BD: Crítica – Comprimidos Azuis
A obra Comprimidos Azuis, aqui apresentada em Dezembro passado, da autoria de Frederik Peeters, mais do que me chamar a atenção pelo título, chamou-me a atenção pela história e pelos prémios conquistados. Primeiro porque os suíços nunca tiveram muita tradição na banda desenhada, muito menos nos romances gráficos, que só agora começam a chegar ao nosso mercado como Persépolis e Blakets.
Comprimidos Azuis ganhou o prémio do júri no Angoulême International Comics Festival, onde também estava nomeado na categoria de Melhor Livro. Mais tarde ganhou em Espanha o prémio La Cárcel para Melhor Banda Desenhada Estrangeira. Isto além de ter sido a primeira obra do autor traduzida para inglês, onde praticamente pela primeira vez um suíço conseguiu reconhecimento no mercado americano por uma BD.[fbshare]
Não fosse eu já saber do que se tratava a história e diria que Comprimidos Azuis era uma brincadeira de arte contemporânea, a julgar pelas pranchas iniciais. Mas é muito mais do que isso, é autobiográfico, com tema sério e com boa disposição. Arrisco-me a dizer que Comprimidos Azuis é talvez o melhor livro, e ainda bem que é uma BD, que aborda o assunto tabu do HIV. As imagens iniciais não são mais do que células no sistema imunitário de Cati, a companheira de Peeters, que tem HIV positivo.
O autor vai buscar o título aos comprimidos que Cati tem de dar ao filho para que o vírus não tome controlo do sistema imunitário. Mais, são estes comprimidos a única coisa que na rotina diária do casal lhes lembra que tanto Cati como o filho estão infetados, tal como lembra a Peeters que também ele não se pode esquecer de que Cati e o filho têm o vírus.
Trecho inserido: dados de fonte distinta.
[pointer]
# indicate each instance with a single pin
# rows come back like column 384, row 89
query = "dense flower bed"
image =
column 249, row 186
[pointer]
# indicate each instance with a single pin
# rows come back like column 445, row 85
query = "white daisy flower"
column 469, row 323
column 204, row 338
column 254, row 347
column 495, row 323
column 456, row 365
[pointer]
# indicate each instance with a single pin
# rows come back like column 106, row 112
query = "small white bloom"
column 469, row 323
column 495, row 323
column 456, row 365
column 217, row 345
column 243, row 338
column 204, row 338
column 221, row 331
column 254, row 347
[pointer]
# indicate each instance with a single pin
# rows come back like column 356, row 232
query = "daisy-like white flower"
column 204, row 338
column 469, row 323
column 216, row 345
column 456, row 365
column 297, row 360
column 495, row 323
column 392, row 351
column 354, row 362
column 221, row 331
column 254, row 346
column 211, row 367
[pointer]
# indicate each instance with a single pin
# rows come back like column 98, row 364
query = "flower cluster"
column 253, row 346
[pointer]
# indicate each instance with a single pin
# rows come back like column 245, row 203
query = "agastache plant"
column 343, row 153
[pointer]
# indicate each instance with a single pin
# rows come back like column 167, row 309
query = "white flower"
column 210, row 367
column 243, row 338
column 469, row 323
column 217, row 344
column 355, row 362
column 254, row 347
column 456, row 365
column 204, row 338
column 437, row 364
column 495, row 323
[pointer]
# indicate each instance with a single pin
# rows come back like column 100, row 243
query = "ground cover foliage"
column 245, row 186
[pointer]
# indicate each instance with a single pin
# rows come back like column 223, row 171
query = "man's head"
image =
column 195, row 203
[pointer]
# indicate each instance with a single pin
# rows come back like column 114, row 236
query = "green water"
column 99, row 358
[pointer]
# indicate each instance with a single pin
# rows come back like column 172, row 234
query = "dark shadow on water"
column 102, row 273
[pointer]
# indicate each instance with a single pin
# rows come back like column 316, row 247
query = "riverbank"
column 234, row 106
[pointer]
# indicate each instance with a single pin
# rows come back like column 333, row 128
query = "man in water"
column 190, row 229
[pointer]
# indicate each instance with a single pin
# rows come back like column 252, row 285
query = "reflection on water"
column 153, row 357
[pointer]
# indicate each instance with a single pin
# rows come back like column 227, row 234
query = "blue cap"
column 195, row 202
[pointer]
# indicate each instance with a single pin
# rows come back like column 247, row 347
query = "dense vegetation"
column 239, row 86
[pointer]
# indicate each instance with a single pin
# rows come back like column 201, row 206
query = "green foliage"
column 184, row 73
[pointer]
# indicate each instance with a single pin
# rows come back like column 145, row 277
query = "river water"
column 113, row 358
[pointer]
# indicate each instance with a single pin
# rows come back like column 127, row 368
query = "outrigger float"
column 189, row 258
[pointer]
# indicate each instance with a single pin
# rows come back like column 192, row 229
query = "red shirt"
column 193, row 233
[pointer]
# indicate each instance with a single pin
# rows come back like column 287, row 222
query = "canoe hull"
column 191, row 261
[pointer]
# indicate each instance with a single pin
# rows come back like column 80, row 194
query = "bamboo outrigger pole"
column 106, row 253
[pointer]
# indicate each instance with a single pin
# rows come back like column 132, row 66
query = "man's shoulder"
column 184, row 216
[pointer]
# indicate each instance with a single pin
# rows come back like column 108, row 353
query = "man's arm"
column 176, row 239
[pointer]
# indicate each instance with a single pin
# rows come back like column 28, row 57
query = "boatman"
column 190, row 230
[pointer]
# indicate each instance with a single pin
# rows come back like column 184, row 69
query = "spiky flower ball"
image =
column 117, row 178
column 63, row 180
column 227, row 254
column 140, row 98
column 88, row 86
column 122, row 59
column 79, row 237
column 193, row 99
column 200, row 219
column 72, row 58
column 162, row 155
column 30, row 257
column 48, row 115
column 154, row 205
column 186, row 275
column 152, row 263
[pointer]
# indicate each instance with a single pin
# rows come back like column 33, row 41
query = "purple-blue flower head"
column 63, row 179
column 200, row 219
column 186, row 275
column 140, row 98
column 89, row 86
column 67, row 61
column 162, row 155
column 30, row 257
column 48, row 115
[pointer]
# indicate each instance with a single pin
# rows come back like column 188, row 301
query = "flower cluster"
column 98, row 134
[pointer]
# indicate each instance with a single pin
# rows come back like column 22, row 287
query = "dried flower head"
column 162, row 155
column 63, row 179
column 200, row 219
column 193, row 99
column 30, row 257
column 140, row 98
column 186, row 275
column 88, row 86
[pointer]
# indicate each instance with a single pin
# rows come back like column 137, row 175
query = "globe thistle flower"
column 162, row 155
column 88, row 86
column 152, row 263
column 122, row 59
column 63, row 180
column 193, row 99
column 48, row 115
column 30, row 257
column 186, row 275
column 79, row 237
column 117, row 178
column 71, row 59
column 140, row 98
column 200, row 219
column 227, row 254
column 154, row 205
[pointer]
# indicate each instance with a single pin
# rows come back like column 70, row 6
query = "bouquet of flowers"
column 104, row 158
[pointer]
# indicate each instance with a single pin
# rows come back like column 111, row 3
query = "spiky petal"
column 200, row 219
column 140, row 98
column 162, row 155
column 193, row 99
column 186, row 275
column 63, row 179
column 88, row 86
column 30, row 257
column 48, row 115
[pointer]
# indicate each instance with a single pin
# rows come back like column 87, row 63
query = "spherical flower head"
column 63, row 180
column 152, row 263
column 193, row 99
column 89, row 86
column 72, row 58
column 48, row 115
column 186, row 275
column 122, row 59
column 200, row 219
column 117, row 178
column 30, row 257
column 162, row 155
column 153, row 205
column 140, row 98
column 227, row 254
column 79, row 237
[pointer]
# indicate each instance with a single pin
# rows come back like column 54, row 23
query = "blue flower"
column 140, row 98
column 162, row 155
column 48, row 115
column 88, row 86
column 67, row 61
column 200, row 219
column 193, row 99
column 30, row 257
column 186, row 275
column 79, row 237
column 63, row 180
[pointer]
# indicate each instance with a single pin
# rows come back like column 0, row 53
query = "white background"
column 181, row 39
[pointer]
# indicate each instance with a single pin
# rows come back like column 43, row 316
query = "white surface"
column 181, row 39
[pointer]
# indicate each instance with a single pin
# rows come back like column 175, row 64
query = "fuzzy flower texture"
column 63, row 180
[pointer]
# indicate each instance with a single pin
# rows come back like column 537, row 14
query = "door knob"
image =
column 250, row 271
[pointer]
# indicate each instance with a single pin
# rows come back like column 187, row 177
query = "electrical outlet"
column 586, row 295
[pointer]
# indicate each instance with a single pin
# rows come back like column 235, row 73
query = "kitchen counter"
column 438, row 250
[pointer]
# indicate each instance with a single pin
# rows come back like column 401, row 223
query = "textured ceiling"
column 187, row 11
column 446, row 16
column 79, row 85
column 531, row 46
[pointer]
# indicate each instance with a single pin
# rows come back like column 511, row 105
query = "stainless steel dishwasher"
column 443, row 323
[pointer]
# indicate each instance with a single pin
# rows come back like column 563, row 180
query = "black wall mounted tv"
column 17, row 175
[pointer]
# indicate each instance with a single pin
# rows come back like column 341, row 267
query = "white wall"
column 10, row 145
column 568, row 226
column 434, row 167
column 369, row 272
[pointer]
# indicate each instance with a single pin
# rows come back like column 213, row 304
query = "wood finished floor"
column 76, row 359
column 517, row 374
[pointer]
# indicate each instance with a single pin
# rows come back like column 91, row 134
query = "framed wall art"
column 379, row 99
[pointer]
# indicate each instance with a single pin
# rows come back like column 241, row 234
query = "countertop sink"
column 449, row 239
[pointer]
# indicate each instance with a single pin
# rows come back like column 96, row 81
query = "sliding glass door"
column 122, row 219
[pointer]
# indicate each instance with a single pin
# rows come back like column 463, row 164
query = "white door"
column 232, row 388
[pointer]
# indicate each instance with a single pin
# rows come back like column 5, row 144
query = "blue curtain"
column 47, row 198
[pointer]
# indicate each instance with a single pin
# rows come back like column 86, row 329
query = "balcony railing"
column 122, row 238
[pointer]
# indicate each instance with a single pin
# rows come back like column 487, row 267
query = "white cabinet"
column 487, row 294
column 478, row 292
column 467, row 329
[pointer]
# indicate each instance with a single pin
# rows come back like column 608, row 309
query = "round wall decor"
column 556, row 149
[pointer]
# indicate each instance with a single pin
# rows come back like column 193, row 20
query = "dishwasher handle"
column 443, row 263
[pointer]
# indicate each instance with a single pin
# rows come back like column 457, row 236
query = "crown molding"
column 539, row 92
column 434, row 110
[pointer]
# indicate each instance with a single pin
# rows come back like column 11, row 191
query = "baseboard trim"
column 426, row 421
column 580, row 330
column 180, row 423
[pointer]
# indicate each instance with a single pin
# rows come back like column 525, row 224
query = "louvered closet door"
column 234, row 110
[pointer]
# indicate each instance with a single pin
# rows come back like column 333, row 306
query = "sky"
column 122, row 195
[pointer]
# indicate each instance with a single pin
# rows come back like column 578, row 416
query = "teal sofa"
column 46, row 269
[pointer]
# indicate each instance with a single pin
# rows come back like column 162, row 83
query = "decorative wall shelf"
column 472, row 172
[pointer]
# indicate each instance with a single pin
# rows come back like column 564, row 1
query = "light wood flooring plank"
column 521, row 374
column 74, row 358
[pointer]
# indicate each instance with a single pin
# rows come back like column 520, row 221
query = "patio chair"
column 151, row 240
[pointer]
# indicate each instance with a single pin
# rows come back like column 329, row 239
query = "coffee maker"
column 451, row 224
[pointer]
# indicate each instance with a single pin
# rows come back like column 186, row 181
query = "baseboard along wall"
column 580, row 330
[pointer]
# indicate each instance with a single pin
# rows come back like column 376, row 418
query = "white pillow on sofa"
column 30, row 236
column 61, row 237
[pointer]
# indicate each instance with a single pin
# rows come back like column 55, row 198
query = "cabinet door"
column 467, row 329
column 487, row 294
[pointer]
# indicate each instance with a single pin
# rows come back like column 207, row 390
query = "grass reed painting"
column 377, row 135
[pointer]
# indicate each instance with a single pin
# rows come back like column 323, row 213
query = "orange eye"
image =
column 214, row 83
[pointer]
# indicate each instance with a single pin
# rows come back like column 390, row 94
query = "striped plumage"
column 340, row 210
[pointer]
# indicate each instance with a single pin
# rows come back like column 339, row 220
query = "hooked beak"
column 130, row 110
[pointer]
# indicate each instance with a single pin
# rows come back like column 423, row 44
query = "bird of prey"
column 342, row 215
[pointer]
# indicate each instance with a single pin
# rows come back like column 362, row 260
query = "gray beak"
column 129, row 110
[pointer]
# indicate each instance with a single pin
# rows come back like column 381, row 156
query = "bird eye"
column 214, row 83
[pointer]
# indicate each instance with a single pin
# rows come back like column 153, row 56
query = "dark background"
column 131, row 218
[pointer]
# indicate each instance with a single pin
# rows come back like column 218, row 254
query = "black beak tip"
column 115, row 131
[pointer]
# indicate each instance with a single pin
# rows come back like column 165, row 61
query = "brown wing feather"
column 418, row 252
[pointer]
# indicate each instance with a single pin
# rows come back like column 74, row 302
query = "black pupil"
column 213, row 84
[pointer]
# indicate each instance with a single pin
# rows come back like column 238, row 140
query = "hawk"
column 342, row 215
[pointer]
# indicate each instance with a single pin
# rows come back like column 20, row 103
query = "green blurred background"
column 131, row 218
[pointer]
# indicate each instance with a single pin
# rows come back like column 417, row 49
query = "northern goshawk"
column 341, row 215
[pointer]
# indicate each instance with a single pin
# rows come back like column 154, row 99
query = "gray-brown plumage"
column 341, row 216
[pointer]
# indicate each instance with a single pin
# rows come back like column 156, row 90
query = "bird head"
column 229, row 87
Apesar do título e da doença, não é o vírus que domina a BD, mas sim a história de amor entre Cati e Peeters. Desde que se conheceram numa festa, passando pelos encontros anos mais tarde em que Cati já tinha passado por um casamento e divórcio, chegando ao dia do choque de Peeters ficar a saber do HIV. Os problemas e confrontos pessoais que enfrentou, tal como os tabus que teve de ultrapassar, são outros temas abordados a par das pranchas das loucuras de amor entre Cati e Peeters.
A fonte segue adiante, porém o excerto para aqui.